If we also look at the persistence of household borrowing, we see a trend. What risks are Canadian households exposing themselves to, in your opinion? What risks could the Canadian economy face as a result?

10:35 a.m.

Governor, Bank of Canada

Mark Carney

Let me begin with the risks for the Canadian economy as a whole. This situation is creating one of the biggest downside risks for the Canadian economy. In the short term, there is still an upside risk, for it is possible that Canadian households will continue to accumulate debt at the same pace.

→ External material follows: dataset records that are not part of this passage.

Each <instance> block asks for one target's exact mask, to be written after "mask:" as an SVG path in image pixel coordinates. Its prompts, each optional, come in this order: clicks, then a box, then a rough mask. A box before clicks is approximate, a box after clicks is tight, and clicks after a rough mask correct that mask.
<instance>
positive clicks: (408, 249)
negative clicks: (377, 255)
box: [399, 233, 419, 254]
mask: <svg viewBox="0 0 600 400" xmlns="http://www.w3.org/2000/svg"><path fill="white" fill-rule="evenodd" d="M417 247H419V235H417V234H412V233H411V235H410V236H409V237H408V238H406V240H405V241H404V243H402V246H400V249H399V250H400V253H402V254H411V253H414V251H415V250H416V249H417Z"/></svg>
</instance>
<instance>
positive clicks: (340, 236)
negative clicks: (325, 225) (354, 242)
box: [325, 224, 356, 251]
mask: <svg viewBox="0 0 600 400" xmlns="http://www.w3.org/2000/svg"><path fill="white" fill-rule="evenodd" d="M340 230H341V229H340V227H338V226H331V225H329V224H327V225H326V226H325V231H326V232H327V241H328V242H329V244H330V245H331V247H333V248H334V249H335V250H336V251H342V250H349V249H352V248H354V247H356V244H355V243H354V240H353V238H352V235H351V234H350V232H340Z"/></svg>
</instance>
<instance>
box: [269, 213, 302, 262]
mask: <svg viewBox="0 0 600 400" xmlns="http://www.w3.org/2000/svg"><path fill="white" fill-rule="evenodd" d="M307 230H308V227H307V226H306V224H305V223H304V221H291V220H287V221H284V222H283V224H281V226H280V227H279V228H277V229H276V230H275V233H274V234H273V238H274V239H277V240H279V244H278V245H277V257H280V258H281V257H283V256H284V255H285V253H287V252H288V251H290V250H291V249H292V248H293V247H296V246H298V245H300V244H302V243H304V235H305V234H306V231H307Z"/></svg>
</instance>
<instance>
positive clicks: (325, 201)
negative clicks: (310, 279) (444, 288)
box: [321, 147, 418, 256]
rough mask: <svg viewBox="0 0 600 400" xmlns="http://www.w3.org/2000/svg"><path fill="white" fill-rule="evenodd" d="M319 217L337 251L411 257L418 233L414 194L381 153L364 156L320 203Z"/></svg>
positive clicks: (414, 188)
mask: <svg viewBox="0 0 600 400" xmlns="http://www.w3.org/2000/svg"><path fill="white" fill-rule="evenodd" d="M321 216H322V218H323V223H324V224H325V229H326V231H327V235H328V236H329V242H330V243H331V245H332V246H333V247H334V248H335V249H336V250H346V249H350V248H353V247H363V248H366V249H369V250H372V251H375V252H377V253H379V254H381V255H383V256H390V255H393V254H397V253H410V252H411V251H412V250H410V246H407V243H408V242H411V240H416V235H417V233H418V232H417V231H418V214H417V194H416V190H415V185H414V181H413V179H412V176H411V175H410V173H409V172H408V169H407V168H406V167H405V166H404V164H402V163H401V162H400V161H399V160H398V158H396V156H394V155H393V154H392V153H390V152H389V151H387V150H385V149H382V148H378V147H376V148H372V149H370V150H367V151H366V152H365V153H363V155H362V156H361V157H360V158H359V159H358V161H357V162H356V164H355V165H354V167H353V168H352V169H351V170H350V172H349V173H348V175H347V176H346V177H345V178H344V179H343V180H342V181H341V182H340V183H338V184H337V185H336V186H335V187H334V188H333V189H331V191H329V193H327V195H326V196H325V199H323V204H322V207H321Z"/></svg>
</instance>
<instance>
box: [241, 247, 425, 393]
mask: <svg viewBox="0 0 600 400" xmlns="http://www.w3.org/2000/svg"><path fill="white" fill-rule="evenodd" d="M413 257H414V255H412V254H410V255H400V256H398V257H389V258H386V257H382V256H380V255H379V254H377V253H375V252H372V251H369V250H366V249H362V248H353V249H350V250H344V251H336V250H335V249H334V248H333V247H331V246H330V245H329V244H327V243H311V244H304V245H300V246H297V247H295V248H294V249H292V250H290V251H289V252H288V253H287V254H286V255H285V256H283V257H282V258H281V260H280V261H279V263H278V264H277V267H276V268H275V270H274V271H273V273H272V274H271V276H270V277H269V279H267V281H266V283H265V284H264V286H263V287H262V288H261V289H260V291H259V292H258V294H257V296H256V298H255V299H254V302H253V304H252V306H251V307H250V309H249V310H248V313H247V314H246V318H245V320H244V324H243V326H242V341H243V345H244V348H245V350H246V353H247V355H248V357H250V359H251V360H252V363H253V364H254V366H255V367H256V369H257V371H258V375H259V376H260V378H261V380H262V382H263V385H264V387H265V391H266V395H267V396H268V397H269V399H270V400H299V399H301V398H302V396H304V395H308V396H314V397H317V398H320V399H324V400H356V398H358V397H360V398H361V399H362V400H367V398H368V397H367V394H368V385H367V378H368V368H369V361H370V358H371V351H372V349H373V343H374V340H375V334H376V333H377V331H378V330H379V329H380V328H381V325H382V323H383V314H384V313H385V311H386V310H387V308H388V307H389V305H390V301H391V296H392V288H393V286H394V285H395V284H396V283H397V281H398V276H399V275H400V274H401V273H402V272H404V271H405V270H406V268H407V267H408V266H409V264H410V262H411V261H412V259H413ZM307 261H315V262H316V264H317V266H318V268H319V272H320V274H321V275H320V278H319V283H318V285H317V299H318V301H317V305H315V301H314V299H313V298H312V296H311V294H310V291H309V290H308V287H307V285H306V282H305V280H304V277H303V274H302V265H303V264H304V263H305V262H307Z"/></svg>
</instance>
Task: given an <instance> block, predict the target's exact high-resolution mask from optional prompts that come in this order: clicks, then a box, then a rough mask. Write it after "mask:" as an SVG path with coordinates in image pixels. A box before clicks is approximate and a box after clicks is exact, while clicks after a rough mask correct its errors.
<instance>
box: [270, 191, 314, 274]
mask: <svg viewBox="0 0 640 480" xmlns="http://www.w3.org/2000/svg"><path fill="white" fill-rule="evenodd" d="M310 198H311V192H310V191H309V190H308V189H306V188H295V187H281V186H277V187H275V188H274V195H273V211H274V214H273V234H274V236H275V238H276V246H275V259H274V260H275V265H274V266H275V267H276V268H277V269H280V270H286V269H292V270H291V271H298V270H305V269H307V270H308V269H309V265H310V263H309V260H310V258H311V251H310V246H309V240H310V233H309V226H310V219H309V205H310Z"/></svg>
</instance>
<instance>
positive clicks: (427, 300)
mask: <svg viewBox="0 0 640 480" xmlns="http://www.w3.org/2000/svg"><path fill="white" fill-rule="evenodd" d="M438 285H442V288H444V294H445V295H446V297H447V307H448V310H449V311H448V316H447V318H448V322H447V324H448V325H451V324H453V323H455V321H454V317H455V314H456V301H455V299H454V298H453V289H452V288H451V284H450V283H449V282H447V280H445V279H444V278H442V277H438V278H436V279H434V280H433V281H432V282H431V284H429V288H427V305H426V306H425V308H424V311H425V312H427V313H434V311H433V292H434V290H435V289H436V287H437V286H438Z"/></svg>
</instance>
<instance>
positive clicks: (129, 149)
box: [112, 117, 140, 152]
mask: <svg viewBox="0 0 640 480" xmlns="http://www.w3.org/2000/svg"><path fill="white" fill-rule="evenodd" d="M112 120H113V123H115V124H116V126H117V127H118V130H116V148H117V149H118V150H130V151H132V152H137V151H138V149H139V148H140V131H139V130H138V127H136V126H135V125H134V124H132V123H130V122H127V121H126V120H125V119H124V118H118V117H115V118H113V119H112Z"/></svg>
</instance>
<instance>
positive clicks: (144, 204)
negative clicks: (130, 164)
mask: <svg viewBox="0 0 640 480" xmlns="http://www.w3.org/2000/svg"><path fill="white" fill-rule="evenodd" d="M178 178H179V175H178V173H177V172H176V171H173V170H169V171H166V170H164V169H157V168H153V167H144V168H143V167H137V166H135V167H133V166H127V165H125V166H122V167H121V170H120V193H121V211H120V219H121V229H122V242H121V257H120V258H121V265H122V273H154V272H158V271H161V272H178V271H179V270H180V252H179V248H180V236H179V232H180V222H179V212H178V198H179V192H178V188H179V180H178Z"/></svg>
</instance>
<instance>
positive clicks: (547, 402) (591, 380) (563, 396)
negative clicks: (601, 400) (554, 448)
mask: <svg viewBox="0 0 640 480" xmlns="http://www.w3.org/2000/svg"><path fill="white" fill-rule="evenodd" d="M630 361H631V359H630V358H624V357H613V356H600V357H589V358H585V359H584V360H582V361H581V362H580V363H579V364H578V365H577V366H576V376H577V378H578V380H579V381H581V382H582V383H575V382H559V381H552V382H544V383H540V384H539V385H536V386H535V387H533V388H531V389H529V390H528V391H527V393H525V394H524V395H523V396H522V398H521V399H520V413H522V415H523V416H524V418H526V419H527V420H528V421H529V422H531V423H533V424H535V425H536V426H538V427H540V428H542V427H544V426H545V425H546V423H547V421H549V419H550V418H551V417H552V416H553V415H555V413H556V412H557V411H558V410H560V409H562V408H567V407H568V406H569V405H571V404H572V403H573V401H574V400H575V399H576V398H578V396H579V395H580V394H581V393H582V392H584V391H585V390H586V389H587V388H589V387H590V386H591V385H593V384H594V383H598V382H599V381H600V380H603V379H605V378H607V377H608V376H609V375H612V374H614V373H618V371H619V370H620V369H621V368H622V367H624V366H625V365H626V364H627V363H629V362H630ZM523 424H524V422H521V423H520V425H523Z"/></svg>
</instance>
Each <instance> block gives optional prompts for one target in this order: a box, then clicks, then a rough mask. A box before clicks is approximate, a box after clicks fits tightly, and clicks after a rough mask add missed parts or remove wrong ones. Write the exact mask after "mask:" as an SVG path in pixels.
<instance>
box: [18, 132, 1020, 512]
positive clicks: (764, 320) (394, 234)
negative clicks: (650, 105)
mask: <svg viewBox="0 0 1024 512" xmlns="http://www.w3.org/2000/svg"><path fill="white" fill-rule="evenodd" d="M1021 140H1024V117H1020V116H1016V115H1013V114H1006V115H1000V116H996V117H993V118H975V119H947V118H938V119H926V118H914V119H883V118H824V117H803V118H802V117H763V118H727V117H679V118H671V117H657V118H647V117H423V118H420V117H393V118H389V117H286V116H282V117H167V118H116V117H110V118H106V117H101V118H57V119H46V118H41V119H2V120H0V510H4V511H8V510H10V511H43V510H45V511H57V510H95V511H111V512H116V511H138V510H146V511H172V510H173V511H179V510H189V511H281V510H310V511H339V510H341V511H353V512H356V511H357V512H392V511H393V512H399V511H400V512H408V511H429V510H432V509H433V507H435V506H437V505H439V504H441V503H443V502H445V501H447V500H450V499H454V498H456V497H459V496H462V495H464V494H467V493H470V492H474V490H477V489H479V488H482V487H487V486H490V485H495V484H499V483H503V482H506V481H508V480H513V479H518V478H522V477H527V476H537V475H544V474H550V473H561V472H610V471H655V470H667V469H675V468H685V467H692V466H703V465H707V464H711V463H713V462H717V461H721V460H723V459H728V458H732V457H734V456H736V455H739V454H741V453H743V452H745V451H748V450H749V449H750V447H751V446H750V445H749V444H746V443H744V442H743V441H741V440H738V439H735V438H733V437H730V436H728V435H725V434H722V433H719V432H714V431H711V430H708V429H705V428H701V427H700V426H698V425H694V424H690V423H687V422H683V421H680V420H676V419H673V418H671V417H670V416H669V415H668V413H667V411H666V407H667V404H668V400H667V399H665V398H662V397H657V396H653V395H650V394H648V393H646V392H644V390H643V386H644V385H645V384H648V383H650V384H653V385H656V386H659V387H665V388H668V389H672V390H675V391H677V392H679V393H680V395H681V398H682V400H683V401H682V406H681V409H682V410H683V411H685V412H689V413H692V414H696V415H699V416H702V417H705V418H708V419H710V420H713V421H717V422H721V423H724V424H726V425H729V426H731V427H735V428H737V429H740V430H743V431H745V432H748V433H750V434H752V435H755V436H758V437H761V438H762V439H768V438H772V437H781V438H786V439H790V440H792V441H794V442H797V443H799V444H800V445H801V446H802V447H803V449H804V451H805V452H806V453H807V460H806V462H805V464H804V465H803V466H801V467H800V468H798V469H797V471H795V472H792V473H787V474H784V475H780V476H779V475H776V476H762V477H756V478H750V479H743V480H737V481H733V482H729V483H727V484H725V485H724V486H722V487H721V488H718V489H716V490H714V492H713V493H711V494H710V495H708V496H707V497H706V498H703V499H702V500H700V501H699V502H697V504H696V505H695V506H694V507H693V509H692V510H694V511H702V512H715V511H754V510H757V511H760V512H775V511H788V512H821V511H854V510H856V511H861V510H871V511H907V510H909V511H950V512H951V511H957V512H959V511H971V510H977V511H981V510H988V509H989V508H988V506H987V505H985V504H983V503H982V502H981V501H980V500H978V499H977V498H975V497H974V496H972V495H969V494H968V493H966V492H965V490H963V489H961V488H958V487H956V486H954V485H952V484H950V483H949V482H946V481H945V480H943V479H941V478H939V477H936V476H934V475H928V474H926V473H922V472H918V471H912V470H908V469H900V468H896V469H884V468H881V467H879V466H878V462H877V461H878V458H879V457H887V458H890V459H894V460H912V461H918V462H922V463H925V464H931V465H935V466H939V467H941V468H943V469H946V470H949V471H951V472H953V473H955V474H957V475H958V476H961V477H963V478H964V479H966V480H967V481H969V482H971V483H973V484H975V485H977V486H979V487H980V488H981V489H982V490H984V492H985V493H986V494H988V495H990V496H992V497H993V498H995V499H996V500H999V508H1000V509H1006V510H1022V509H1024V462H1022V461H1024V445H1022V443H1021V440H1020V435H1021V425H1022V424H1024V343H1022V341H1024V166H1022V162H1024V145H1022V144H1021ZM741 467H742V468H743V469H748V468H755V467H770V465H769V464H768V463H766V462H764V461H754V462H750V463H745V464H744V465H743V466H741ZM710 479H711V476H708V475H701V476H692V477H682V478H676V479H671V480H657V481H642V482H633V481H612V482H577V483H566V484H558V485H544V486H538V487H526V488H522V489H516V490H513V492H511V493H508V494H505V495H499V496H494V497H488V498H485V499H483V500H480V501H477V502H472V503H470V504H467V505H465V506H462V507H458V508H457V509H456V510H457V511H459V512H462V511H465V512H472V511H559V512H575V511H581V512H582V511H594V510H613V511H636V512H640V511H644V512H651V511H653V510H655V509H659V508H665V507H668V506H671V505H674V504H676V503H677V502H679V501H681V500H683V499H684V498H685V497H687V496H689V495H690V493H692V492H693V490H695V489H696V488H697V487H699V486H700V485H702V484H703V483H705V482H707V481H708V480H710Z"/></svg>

However, considering the level of Canadian household debt, it is possible that Canadian households would react more strongly to a shock than before, whether it be housing prices, an economic shock, a shock in terms of employment, or any other shock. This could lead to the paradox of thrift. The Bank of Canada is taking that into consideration at this time. In that case, we would have to create a shock within the Canadian economy, but there is none at this time.

We are working very closely with the Office of the Superintendent of Financial Institutions and the Department of Finance to change mortgage insurance rules in Canada. The rate does not necessarily need to be lowered, but at the very least, the household debt levels of the most vulnerable do need to be reduced.

What was the first part of your question?